Intriguingly, when fish that were swimming alone could see other zebrafish through a barrier, their pth2 levels didn’t rise. Realizing that feeling the vibrations in the water from other fish swimming might be what triggers the rise in pth2, the researchers created a motor that moved water in the same way that swimming fish moved water. As suspected, the motor fooled the solo zebrafish. Pth2 levels rose. To make doubly sure that they were correct about the swimming motion, the researchers also ablated the lateral line, which is on the body of many aquatic animals and is a long row of small, hair-filled, tactile sense organs. The lateral line detects movements and pressure changes in surrounding water. The researchers found that zebrafish who’d been deprived of the use of those mechanosensory organs no longer responded with an increase in pth2 levels to the presence of fellow fish.

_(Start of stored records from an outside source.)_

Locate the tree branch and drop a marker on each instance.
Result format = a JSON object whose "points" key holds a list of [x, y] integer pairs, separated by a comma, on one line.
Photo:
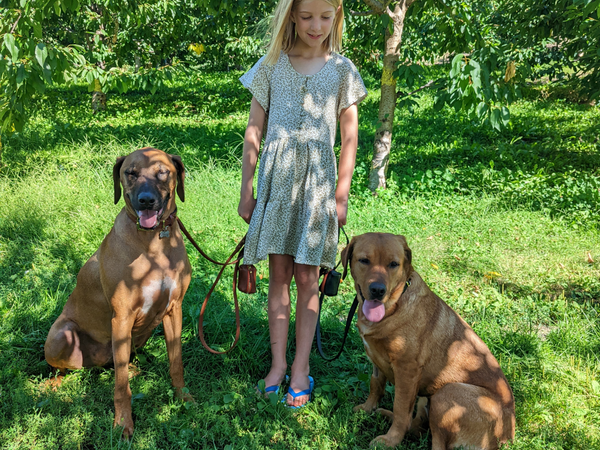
{"points": [[376, 6], [425, 86], [363, 13]]}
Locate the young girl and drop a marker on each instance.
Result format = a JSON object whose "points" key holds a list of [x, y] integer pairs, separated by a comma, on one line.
{"points": [[303, 87]]}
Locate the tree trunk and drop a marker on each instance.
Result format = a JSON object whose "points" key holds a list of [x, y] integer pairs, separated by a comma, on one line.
{"points": [[98, 97], [387, 103]]}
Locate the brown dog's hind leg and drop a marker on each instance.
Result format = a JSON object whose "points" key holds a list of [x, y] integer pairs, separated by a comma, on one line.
{"points": [[376, 391], [465, 415], [172, 327], [63, 346], [420, 422]]}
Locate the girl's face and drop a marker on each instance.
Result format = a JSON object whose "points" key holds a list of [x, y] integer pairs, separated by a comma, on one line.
{"points": [[314, 19]]}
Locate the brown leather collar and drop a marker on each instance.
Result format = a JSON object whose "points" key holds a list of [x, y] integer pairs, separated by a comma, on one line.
{"points": [[162, 226]]}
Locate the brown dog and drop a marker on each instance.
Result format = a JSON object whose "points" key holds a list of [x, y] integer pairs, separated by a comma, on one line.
{"points": [[419, 344], [135, 280]]}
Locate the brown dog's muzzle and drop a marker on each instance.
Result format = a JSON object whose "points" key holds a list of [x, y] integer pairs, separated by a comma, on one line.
{"points": [[148, 204], [377, 291]]}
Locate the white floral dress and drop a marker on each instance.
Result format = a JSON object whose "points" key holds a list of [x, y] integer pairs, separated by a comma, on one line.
{"points": [[295, 211]]}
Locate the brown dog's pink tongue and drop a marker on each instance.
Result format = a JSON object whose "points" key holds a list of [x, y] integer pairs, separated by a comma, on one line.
{"points": [[373, 310], [148, 218]]}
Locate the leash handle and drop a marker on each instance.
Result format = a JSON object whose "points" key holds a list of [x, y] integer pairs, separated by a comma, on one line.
{"points": [[197, 247], [346, 330], [239, 249]]}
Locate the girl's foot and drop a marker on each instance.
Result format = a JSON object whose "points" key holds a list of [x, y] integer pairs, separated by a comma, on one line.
{"points": [[273, 380], [299, 384]]}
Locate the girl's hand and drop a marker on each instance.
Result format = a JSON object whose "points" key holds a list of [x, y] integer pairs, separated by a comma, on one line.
{"points": [[246, 208], [341, 205]]}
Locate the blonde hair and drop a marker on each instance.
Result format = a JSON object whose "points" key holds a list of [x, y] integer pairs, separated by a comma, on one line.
{"points": [[282, 29]]}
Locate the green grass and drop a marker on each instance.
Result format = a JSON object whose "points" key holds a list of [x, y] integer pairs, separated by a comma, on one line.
{"points": [[500, 225]]}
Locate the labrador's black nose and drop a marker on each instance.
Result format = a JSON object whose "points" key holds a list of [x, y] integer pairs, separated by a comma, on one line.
{"points": [[377, 291]]}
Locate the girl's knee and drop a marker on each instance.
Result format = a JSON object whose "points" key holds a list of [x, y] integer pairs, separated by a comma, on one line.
{"points": [[306, 276]]}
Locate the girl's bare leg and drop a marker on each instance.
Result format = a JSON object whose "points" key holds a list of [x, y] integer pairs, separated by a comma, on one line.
{"points": [[307, 308], [281, 269]]}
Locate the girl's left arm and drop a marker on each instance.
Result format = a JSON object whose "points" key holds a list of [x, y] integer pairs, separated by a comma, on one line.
{"points": [[349, 135]]}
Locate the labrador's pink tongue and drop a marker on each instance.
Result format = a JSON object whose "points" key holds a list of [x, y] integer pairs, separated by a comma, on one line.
{"points": [[373, 310], [148, 218]]}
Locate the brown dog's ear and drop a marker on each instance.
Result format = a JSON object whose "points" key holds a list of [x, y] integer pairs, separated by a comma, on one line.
{"points": [[407, 250], [180, 176], [117, 177], [347, 257]]}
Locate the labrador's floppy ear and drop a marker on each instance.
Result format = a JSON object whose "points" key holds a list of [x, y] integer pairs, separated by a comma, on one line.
{"points": [[407, 250], [347, 257], [117, 177], [176, 159]]}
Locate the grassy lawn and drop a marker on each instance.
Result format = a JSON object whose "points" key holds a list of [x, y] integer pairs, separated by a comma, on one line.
{"points": [[502, 226]]}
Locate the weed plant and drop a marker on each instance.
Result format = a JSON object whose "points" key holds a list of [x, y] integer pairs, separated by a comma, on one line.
{"points": [[503, 226]]}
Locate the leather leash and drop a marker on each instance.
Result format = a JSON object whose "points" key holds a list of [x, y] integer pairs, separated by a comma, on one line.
{"points": [[348, 319], [239, 251]]}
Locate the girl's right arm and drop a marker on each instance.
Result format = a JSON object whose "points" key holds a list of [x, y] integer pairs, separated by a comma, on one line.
{"points": [[252, 140]]}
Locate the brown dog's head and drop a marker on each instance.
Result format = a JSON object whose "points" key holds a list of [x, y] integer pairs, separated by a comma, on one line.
{"points": [[150, 178], [380, 264]]}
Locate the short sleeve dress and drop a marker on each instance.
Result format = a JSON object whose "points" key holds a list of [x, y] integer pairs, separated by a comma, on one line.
{"points": [[295, 211]]}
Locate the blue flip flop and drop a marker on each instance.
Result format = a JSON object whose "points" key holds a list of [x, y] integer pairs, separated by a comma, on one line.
{"points": [[271, 389], [295, 394]]}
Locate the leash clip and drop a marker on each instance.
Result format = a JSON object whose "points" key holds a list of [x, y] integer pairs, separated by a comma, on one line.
{"points": [[164, 233]]}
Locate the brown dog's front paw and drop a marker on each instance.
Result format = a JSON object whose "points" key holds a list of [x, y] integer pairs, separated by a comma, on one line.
{"points": [[385, 440], [385, 413], [184, 395], [126, 423], [366, 406]]}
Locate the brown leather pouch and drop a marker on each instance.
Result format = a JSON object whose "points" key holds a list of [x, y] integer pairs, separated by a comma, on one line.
{"points": [[247, 279]]}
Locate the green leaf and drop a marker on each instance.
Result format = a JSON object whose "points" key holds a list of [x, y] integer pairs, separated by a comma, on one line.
{"points": [[41, 53], [482, 110], [456, 65], [495, 118], [9, 42], [21, 74], [37, 30], [505, 116]]}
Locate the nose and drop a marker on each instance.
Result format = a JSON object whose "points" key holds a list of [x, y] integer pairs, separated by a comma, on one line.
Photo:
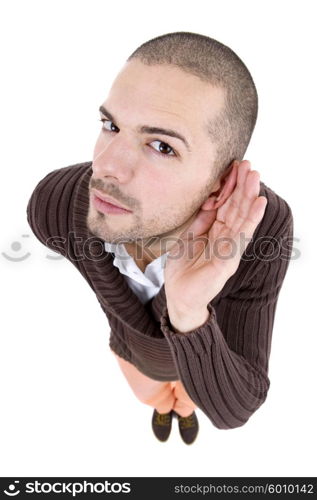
{"points": [[115, 157]]}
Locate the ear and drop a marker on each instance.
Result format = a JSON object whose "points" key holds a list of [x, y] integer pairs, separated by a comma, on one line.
{"points": [[227, 184]]}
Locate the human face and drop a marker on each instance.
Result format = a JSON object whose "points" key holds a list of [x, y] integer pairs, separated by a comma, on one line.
{"points": [[162, 179]]}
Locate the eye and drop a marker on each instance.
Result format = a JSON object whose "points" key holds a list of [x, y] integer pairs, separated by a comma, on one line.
{"points": [[110, 124], [164, 148]]}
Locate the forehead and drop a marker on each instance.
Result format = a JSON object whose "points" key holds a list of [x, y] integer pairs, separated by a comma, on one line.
{"points": [[164, 95]]}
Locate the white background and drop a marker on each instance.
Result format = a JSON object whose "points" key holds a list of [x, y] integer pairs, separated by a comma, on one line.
{"points": [[66, 408]]}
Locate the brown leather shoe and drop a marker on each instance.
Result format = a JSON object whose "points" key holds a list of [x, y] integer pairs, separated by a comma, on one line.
{"points": [[188, 427], [162, 424]]}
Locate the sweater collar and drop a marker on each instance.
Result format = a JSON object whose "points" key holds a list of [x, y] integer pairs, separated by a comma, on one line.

The hormone pth2 was first discovered during rodent studies at the National Institutes of Mental Health (NIMH) by Theodore Usdin, and was originally called TIP39. In a phone interview, Schuman explained, “One way to determine the importance of a hormone is to look at how many cells are affected by it. In zebrafish about 10% of cells have the receptor for pth2.”



Schuman also pointed out that there may be a common survival benefit to clanning or herding. “For fish, mammals, and even humans, one benefit may be that, to predators, a group looks bigger and more formidable than does one little individual.”


Should we take a hint from the fish? They know the clanning instinct serves them, and they probably feel no shame about it. In this time of COVID-19 social isolation, we may all do well to remember that our distress may not be without cause. When loneliness wears on us, it may be because we are biologically coded to be with friends and kin. We have evolved to feel safer with others.